The idea is to combine all the records of the data sources instead of selecting those that appear in both, this has the problem that each source only has partial information about the features or the output is missing. To solve this, a probability function is modeled for each feature that returns the representative value based on the characteristics of the individuals (Differential Privacy), for example, payroll based on gender, age, and address. With these functions, it is now possible to fill in the missing information and train the model.
These techniques are still in the incipient stages of development and their use is not widespread across the board, with personal assistants such as Siri or Alexa still being their main market niche.

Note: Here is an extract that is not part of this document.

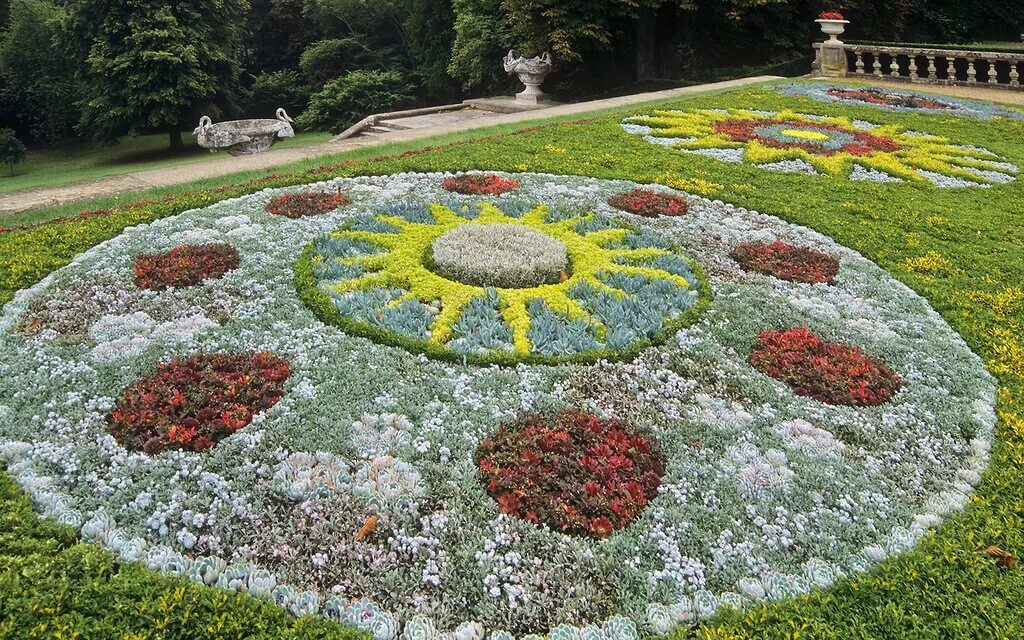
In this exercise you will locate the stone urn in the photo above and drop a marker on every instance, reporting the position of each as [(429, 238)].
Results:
[(531, 72), (833, 28)]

In the coming years, great development of these technologies is expected, which by taking advantage of the possibility of using data from different companies without losing their confidentiality, it will be possible to create models that are better prepared for the real world. One of the biggest areas that will benefit from this will be medicine, by being able to co-train models without having to share or centralize patient data. By being able to obtain more generalizable models by using a more variety of data, both insurance companies and banks could improve their fraud detection algorithms and reduce money laundering.
And this is just the beginning; For many industries and sectors, which currently do not have enough data on their own, federated learning could allow them to work together and create tools that could transform their operations using data from their IoT Edge devices among others.